I have read a number of books on the HMS Hood and hesitated before buying HMS Hood – Pride of the Royal Navy as I had read some of the reviews and wondered whether I needed to read another. But in the end I bought it, but although there were aspects that I liked, I was disappointed with others.

The major plus point is the collection of photographs (although I was a bit puzzled by the number from the ‘author’s collection’ rather than further information on who took them) and it covering the whole history of the Hood and her captains.

The downsides are the level of detail it tries to provide, but falls short on. Details about all journeys made by the Hood are given – but little more.
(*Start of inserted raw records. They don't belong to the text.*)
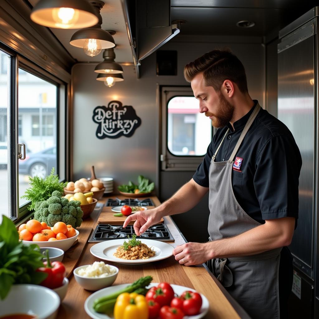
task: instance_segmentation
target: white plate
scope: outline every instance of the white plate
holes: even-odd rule
[[[123,245],[124,240],[128,241],[128,238],[126,239],[124,238],[112,239],[106,241],[99,242],[92,246],[90,251],[93,256],[100,259],[125,265],[127,264],[141,265],[152,263],[167,258],[173,254],[174,247],[169,244],[152,239],[144,239],[143,238],[139,238],[138,239],[142,243],[147,245],[155,251],[155,255],[154,256],[150,257],[147,259],[134,259],[133,260],[123,259],[115,257],[114,254],[116,251],[117,248]]]
[[[84,309],[86,313],[93,319],[113,319],[114,317],[113,315],[109,316],[107,315],[102,314],[99,314],[96,312],[93,309],[93,303],[94,300],[97,298],[100,298],[103,296],[115,293],[118,290],[120,290],[123,288],[129,286],[129,284],[125,284],[122,285],[118,285],[115,286],[111,286],[100,290],[97,291],[96,292],[92,293],[91,296],[86,299],[84,303]],[[152,283],[150,284],[147,288],[150,288],[154,286],[157,286],[158,283]],[[181,295],[185,290],[190,290],[191,291],[195,291],[193,289],[191,288],[188,288],[187,287],[183,286],[179,286],[177,285],[171,285],[172,288],[174,290],[174,292],[179,295]],[[183,319],[199,319],[203,318],[207,313],[209,308],[209,303],[207,298],[203,294],[201,293],[200,295],[203,300],[203,304],[200,309],[200,312],[198,314],[194,316],[185,316],[183,317]]]
[[[136,206],[138,206],[138,205],[137,205]],[[147,209],[147,207],[145,207],[144,206],[142,206],[141,207],[143,209],[141,210],[141,211],[142,211],[143,210],[144,210],[145,211],[146,211]],[[120,213],[122,207],[123,207],[123,206],[115,206],[114,207],[112,207],[112,211],[115,211],[116,213]],[[137,211],[134,211],[133,212],[136,213]]]

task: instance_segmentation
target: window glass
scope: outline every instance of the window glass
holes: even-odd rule
[[[0,222],[3,214],[11,217],[8,203],[8,135],[7,122],[9,118],[8,78],[9,56],[0,51]]]
[[[19,160],[19,197],[29,187],[28,177],[42,178],[53,167],[56,173],[56,85],[19,69],[19,108],[22,134],[19,143],[26,145],[25,160]],[[19,205],[26,200],[19,198]]]
[[[211,140],[211,122],[192,96],[176,96],[167,106],[167,147],[174,155],[203,156]]]

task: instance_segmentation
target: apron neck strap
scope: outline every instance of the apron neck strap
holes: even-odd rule
[[[216,150],[216,152],[215,152],[215,153],[213,155],[212,157],[211,158],[213,160],[214,160],[216,158],[216,155],[217,155],[217,153],[218,152],[218,151],[219,151],[219,149],[220,148],[220,146],[221,146],[223,142],[224,142],[224,140],[225,139],[225,137],[226,137],[226,136],[228,134],[228,132],[229,131],[229,129],[228,129],[226,131],[225,135],[224,136],[224,137],[223,137],[223,139],[221,140],[221,142],[220,142],[220,144],[219,144],[218,147],[217,147],[217,149]]]
[[[238,151],[239,147],[241,144],[241,142],[242,142],[242,140],[244,139],[246,133],[248,131],[248,130],[249,130],[249,128],[254,122],[254,120],[255,120],[257,116],[257,114],[258,114],[258,112],[259,112],[259,110],[260,110],[261,108],[261,107],[259,104],[259,103],[257,103],[257,105],[256,106],[256,107],[255,108],[255,109],[249,117],[249,118],[248,119],[248,120],[247,121],[247,123],[246,123],[246,125],[245,126],[245,127],[244,128],[244,129],[243,130],[242,132],[241,132],[241,134],[239,137],[239,138],[237,142],[237,144],[236,144],[236,146],[235,146],[235,148],[234,149],[234,150],[233,151],[233,152],[230,155],[229,159],[228,160],[229,163],[231,162],[234,160],[235,155],[236,155],[236,153],[237,152],[237,151]]]

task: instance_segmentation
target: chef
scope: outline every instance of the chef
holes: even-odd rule
[[[204,113],[217,128],[193,178],[153,210],[127,218],[137,235],[187,211],[209,192],[209,241],[173,251],[184,266],[206,263],[253,318],[287,318],[291,242],[298,217],[300,153],[291,132],[253,100],[243,66],[228,50],[186,65]]]

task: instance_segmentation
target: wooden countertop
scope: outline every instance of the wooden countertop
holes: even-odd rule
[[[108,198],[115,197],[120,199],[125,198],[118,195],[103,197],[98,202],[104,205]],[[157,197],[148,197],[152,199],[155,206],[160,204]],[[70,282],[66,295],[60,306],[57,318],[84,319],[90,317],[85,312],[84,305],[86,299],[94,292],[85,290],[80,286],[75,281],[72,271],[76,267],[100,261],[90,252],[91,247],[95,244],[87,242],[88,236],[97,225],[99,211],[96,210],[90,217],[84,220],[78,229],[79,243],[64,255],[63,262],[70,272],[68,274]],[[184,243],[184,239],[171,218],[165,217],[164,219],[175,239],[174,242],[169,243],[174,247]],[[149,275],[153,277],[153,282],[167,281],[192,288],[205,295],[210,304],[208,312],[204,317],[207,319],[250,318],[205,266],[182,266],[175,260],[174,256],[144,265],[128,266],[109,262],[107,263],[114,264],[119,269],[113,285],[130,283],[140,277]]]

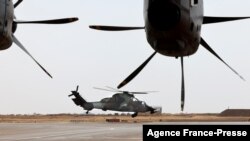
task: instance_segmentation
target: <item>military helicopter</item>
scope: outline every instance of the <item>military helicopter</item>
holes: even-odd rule
[[[181,110],[184,110],[185,83],[184,83],[184,57],[197,52],[200,45],[207,49],[217,59],[222,61],[242,80],[238,72],[230,67],[201,37],[203,24],[220,23],[247,19],[250,17],[211,17],[203,14],[203,0],[144,0],[145,26],[120,27],[90,25],[96,30],[127,31],[144,29],[146,38],[154,53],[143,62],[134,72],[118,85],[118,89],[128,84],[157,54],[181,59]]]
[[[87,102],[85,99],[81,97],[78,92],[79,86],[76,87],[75,91],[71,91],[72,94],[69,95],[75,96],[72,100],[77,106],[82,107],[86,111],[86,114],[93,109],[101,109],[103,111],[111,110],[111,111],[120,111],[120,112],[134,112],[131,116],[134,118],[138,115],[139,112],[150,112],[151,114],[157,111],[156,108],[148,106],[144,101],[140,101],[135,98],[135,94],[148,94],[148,92],[129,92],[129,91],[120,91],[116,89],[110,88],[102,89],[95,88],[99,90],[116,92],[112,97],[103,98],[98,102]]]
[[[21,21],[17,20],[14,15],[14,8],[18,7],[23,0],[18,0],[13,4],[12,0],[0,0],[0,50],[6,50],[11,47],[14,42],[18,47],[20,47],[27,55],[29,55],[36,64],[49,76],[52,76],[44,69],[40,63],[38,63],[35,58],[28,52],[28,50],[19,42],[15,37],[14,33],[17,29],[18,24],[66,24],[75,22],[78,18],[64,18],[64,19],[54,19],[54,20],[43,20],[43,21]]]

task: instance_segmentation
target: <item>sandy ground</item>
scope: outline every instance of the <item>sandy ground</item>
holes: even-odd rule
[[[0,123],[46,123],[46,122],[250,122],[250,117],[222,117],[217,114],[163,114],[139,115],[0,115]]]

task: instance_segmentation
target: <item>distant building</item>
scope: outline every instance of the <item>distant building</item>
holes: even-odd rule
[[[250,109],[227,109],[219,114],[219,116],[243,116],[250,117]]]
It’s like a text form of a bullet point list at times. It left me wondering more about what these journeys were for and why so many repairs were needed. The author seemed primarily interested in focussing on battles and the Hood‘s ultimate demise. So much more could and should be done to fill the gaps about what happened for much of its existence.

And then, the book ends with the most puzzling aspect of the book itself by saying it would have been highly unlikely that it would ever have been turned into a museum ship had it survived the war as it was its sinking that made it an icon. The Pride of the Royal Navy – to use the subtitle of the book itself – became an icon due to its sinking? That’s not what the first half of the book was suggesting. And the Hood was less iconic than the Belfast, which the book points out as being a museum ship in the same paragraph? With this, and the frustration of a number of typing errors, I was left disappointed by the end of the book – which was a shame as I thought it handled the emotion of the sinking itself very well.

The End of Glory – War & Peace in HMS Hood 1916-1941 was a totally different experience.

The Hood was a ship, but this book, while still making readers mourn her loss, more than anything reminds of the need to mourn those who perished on her. This book does a fabulous job of filling gaps left by many books, not just those about the Hood but war-related books more generally, that overlook what life, and death, in war was like. It doesn’t attempt to glorify anything, it is an honest warts and all comprehensive discussion, interspersed with words from those who actually sailed on her, of their lives and Hood‘s life.

As the Hood served for so long and due to her significant peacetime role, the book naturally and rightly includes her whole history. All that is missing now is for someone to use this book as a basis to turn into a TV series or movie.

As a side note, I read the Kindle version and found that it worked well. The book is primarily text, but the photos that were included work well. But there are other books on the Hood which are more visual, and they’d probably be better bought as physical copies.